- Born: January 23, 1854 London, England
- Died: August 26, 1930 Larchmont, New York, United States
- Education: College of the City of New York Columbia Law School
- Occupations: Lawyer, judge
- Known for: Justice of the New York Supreme Court; Associate Justice of the Appellate Division, First Department
- Spouse: Selina Ullman
- Children: Lawrence Samuel Edward Samuel Grace Isabel

= Samuel Greenbaum =

American judge

Samuel Greenbaum (January 23, 1854 – August 26, 1930) was a Jewish British-American lawyer and judge.

== Life ==
Greenbaum was born on January 23, 1854, in London, England, the son of Lewis Greenbaum and Rachel Schlesinger. When he was two, he immigrated with his family to America, where his father engaged in business in New York City, New York.

Greenbaum graduated from the College of the City of New York in 1875 and spent the next five years working as a teacher. He also read law in the office of Van Siclen, Gildersleeve & Baldwin and attended Columbia Law School, graduating from there in 1875. He was admitted to the bar in 1876, and initially continued studying in the law office. In 1877, he opened a law office and began practicing on his own for the next seven years. He then formed a partnership with Daniel P. Hays called Hays & Greenbaum, renamed Hays, Greenbaum & Hirschfield in 1898. During this time, Greenbaum was involved in a number of cases, including as counsel for General Daniel E. Sickles when the latter was New York City Sheriff. The firm was dissolved in 1901.

In 1900, Greenbaum was appointed to fill an unexpired term on the New York Supreme Court. He was elected to a full term in 1901, and was re-elected in 1915. In 1920, Governor Al Smith designated him Associate Justice of the Appellate Division of the New York Supreme Court, First Judicial Department. He sat there until 1923, when he resigned and resumed his private practice.

Greenbaum was president of the Aguilar Free Library Association, first vice-president of the Educational Alliance, and a trustee of the New York Public Library and the Jewish Theological Seminary of America. He was a member of the New York State Bar Association, the Society of Medical Jurisprudence, and the American Jewish Historical Society.
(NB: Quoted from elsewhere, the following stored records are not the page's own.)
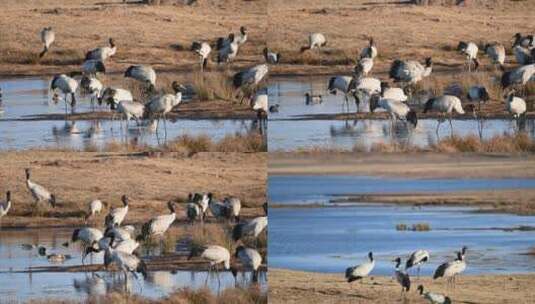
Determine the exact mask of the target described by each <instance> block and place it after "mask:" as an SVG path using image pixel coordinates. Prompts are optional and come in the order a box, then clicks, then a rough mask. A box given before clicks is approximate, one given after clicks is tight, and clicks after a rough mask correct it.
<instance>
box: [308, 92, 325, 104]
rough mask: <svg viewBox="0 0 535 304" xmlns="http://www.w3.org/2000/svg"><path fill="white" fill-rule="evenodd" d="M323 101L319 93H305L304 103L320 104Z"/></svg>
mask: <svg viewBox="0 0 535 304" xmlns="http://www.w3.org/2000/svg"><path fill="white" fill-rule="evenodd" d="M322 102H323V96H322V95H321V94H318V95H313V94H310V93H309V92H306V93H305V104H306V105H313V104H320V103H322Z"/></svg>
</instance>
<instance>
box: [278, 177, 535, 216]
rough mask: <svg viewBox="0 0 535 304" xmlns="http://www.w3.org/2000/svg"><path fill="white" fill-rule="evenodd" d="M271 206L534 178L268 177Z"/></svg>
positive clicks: (533, 184)
mask: <svg viewBox="0 0 535 304" xmlns="http://www.w3.org/2000/svg"><path fill="white" fill-rule="evenodd" d="M268 183H269V186H268V197H269V201H270V202H271V203H275V204H311V203H314V204H325V203H328V202H329V200H330V199H332V198H334V197H335V196H344V195H349V194H364V193H371V194H373V193H376V194H381V193H414V192H456V191H470V190H471V191H477V190H499V189H522V188H535V179H522V178H511V179H408V178H379V177H366V176H353V175H325V176H317V175H271V176H269V178H268ZM270 226H271V225H270Z"/></svg>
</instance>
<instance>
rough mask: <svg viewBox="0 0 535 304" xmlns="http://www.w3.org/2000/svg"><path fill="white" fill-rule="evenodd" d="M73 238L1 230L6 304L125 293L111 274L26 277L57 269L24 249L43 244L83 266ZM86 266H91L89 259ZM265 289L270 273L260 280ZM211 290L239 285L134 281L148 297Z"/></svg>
mask: <svg viewBox="0 0 535 304" xmlns="http://www.w3.org/2000/svg"><path fill="white" fill-rule="evenodd" d="M71 234H72V231H71V230H67V229H25V230H0V260H1V261H2V263H1V264H0V297H1V298H2V302H4V301H6V302H10V301H12V302H15V303H16V302H19V301H26V300H28V299H37V298H39V299H43V298H59V299H73V300H81V299H83V298H85V297H87V296H88V295H103V294H105V293H106V292H110V291H112V290H119V291H121V290H124V276H123V275H118V274H114V273H107V272H95V273H83V272H21V271H26V270H28V269H29V267H38V266H53V264H50V263H49V262H48V260H47V259H46V257H41V256H39V254H38V253H37V249H31V250H26V249H24V248H22V247H21V245H22V244H30V245H31V244H38V245H39V246H44V247H46V248H47V251H48V252H50V253H62V254H69V255H71V256H72V258H71V259H70V260H67V261H65V262H64V263H63V264H61V265H80V264H81V256H80V250H79V248H78V246H69V248H66V247H64V246H63V245H62V244H63V243H64V242H66V241H68V240H69V238H70V236H71ZM86 261H90V258H89V257H88V258H87V260H86ZM92 262H93V263H102V254H97V255H95V256H94V257H93V260H92ZM260 280H261V284H262V286H263V288H264V289H265V288H266V287H265V285H266V276H265V274H261V275H260ZM249 282H250V273H240V274H238V284H240V285H246V284H248V283H249ZM205 286H207V287H209V288H210V289H211V290H212V291H213V292H214V293H218V292H220V291H222V290H223V289H225V288H230V287H234V286H235V281H234V278H233V277H232V274H231V273H230V272H221V273H220V276H219V280H218V277H217V276H216V275H215V273H212V274H210V275H209V276H208V273H207V272H206V271H173V272H171V271H153V272H149V273H148V277H147V278H146V279H145V280H143V279H141V276H140V278H139V279H137V280H135V279H134V278H133V277H132V276H130V277H129V280H128V289H129V290H130V291H131V292H132V293H136V294H141V295H143V296H145V297H150V298H159V297H163V296H166V295H167V294H169V293H171V292H173V291H175V290H176V289H179V288H182V287H191V288H202V287H205Z"/></svg>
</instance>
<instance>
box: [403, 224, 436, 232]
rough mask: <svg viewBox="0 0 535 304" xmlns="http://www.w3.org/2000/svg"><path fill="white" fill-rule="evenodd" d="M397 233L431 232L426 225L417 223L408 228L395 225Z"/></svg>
mask: <svg viewBox="0 0 535 304" xmlns="http://www.w3.org/2000/svg"><path fill="white" fill-rule="evenodd" d="M396 230H397V231H419V232H422V231H431V226H430V225H429V224H428V223H417V224H412V225H411V226H410V227H409V225H407V224H403V223H401V224H397V225H396Z"/></svg>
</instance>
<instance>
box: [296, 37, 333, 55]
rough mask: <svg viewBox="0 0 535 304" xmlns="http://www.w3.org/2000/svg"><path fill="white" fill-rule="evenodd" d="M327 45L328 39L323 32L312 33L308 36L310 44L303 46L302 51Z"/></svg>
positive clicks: (308, 39)
mask: <svg viewBox="0 0 535 304" xmlns="http://www.w3.org/2000/svg"><path fill="white" fill-rule="evenodd" d="M325 45H327V39H325V36H324V35H323V34H322V33H311V34H310V35H309V36H308V45H307V46H304V47H302V48H301V53H302V52H304V51H306V50H313V49H320V48H322V47H324V46H325Z"/></svg>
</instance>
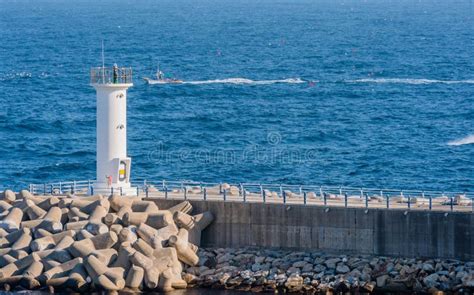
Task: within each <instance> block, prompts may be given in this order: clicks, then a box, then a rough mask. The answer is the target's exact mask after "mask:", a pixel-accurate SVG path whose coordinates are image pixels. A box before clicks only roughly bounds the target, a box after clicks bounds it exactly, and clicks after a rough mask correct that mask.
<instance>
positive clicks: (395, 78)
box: [345, 78, 474, 85]
mask: <svg viewBox="0 0 474 295" xmlns="http://www.w3.org/2000/svg"><path fill="white" fill-rule="evenodd" d="M345 82H348V83H397V84H413V85H422V84H474V79H469V80H433V79H409V78H365V79H356V80H345Z"/></svg>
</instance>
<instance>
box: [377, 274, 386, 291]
mask: <svg viewBox="0 0 474 295" xmlns="http://www.w3.org/2000/svg"><path fill="white" fill-rule="evenodd" d="M388 279H389V276H388V275H382V276H379V277H377V279H376V282H377V287H379V288H383V287H385V285H386V284H387V280H388Z"/></svg>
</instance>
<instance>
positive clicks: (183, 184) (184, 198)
mask: <svg viewBox="0 0 474 295" xmlns="http://www.w3.org/2000/svg"><path fill="white" fill-rule="evenodd" d="M181 189H182V190H183V197H184V199H185V200H186V188H185V187H184V183H182V182H181Z"/></svg>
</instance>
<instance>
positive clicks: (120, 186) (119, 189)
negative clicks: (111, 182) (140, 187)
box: [93, 182, 138, 196]
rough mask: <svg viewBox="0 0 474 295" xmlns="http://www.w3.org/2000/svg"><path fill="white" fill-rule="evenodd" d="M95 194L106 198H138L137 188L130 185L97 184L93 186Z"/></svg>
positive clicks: (121, 184) (112, 183)
mask: <svg viewBox="0 0 474 295" xmlns="http://www.w3.org/2000/svg"><path fill="white" fill-rule="evenodd" d="M93 189H94V194H101V195H104V196H110V195H120V196H137V194H138V191H137V187H133V186H131V185H130V183H112V185H107V183H103V182H96V183H94V185H93Z"/></svg>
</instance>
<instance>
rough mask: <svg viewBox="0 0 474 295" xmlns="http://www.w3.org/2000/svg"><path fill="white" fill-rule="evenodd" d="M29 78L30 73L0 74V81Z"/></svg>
mask: <svg viewBox="0 0 474 295" xmlns="http://www.w3.org/2000/svg"><path fill="white" fill-rule="evenodd" d="M31 77H32V73H30V72H11V73H0V81H8V80H14V79H24V78H31Z"/></svg>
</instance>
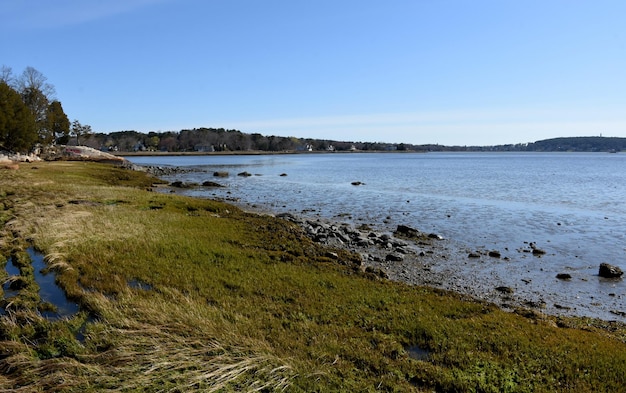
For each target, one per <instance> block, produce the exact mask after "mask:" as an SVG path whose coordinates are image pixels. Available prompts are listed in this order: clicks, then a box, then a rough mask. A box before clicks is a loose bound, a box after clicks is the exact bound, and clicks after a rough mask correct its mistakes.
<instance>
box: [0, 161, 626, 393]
mask: <svg viewBox="0 0 626 393" xmlns="http://www.w3.org/2000/svg"><path fill="white" fill-rule="evenodd" d="M159 182H160V181H159V180H158V179H156V178H154V177H151V176H149V175H147V174H146V173H142V172H137V171H131V170H128V169H124V168H121V167H114V166H111V165H105V164H96V163H87V162H63V161H59V162H39V163H33V164H22V165H20V167H19V169H17V170H13V169H11V170H9V169H7V170H3V171H2V172H0V256H1V257H0V263H1V262H2V261H5V263H8V261H9V260H11V259H12V258H16V257H18V258H19V259H20V263H22V264H24V267H23V268H20V277H21V278H20V279H21V280H23V286H22V287H21V289H20V292H19V295H16V296H15V297H14V298H12V301H11V302H5V303H4V304H3V305H2V306H3V307H4V309H5V315H4V316H3V317H1V318H0V351H1V353H2V356H0V371H1V373H0V389H4V390H13V391H44V390H45V391H48V390H50V391H64V392H78V391H81V392H83V391H88V392H89V391H92V392H96V391H104V390H117V391H124V392H141V391H145V392H147V391H155V390H159V391H172V392H175V391H186V390H198V391H220V392H229V391H290V392H292V391H293V392H305V391H306V392H308V391H394V392H414V391H417V392H430V391H441V392H461V391H462V392H465V391H468V392H472V391H474V392H506V391H509V392H548V391H576V392H597V391H620V390H622V389H623V386H624V385H625V383H626V329H625V327H624V325H623V324H621V323H619V322H607V321H603V320H598V319H591V318H568V317H557V316H550V315H545V314H542V313H540V312H537V311H533V310H529V309H525V308H519V309H515V310H513V311H504V310H502V309H501V308H499V307H497V306H496V305H494V304H491V303H488V302H484V301H478V300H476V299H473V298H471V297H468V296H466V295H462V294H459V293H455V292H449V291H444V290H440V289H434V288H429V287H427V286H411V285H406V284H402V283H398V282H392V281H389V280H386V279H384V278H381V277H380V275H378V274H376V273H375V272H372V271H371V270H368V269H366V268H364V265H363V263H362V261H361V257H360V256H359V255H358V254H355V253H350V252H348V251H347V250H342V249H334V248H330V247H324V246H322V245H320V244H317V243H315V242H313V241H312V240H311V239H309V238H308V237H307V236H306V234H305V233H304V232H303V229H302V228H301V227H299V226H297V225H295V224H293V223H290V222H288V221H285V220H282V219H280V218H277V217H271V216H264V215H258V214H251V213H246V212H244V211H242V210H240V209H239V208H237V207H235V206H233V205H229V204H226V203H222V202H219V201H214V200H210V199H197V198H191V197H186V196H182V195H173V194H165V193H157V192H154V191H153V190H154V187H155V186H156V185H157V184H158V183H159ZM31 247H32V249H34V250H37V252H39V253H41V254H43V255H44V256H45V257H44V261H45V263H46V265H47V268H48V269H49V270H51V271H53V272H54V273H55V274H56V283H57V284H58V285H59V286H60V287H61V288H62V289H63V290H64V291H65V294H66V296H67V297H68V298H69V299H72V300H73V301H75V302H76V303H77V304H78V306H79V309H78V312H77V313H76V314H74V315H72V316H68V317H65V318H61V319H58V320H54V319H47V318H46V317H45V313H43V312H42V311H41V299H40V298H39V291H38V288H37V284H36V281H35V280H34V272H33V268H30V269H28V260H29V256H28V253H27V252H26V251H27V250H28V249H29V248H31ZM31 265H32V261H31ZM7 279H8V275H6V276H5V277H4V280H7Z"/></svg>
He was also a founder and president of the Young Men's Hebrew Association, vice-president of the Baron de Hirsch Fund, a trustee of the New York County Lawyers' Association, vice-president of the New York City Bar Association, trustee of the League for Political Education, a member of the executive council of the National Jewish Welfare Board, and a member of the New York State Bar Association and the American Bar Association. He was a member of Temple Israel. In 1888, he married Selina Ullman. Their children were Lawrence Samuel, Edward Samuel, Grace, and Isabel.

Greenbaum died in the Royal Victoria Hotel in Larchmont, where he was spending the summer, on August 26, 1930. He was buried in the Temple Israel Cemetery in Hastings-on-Hudson.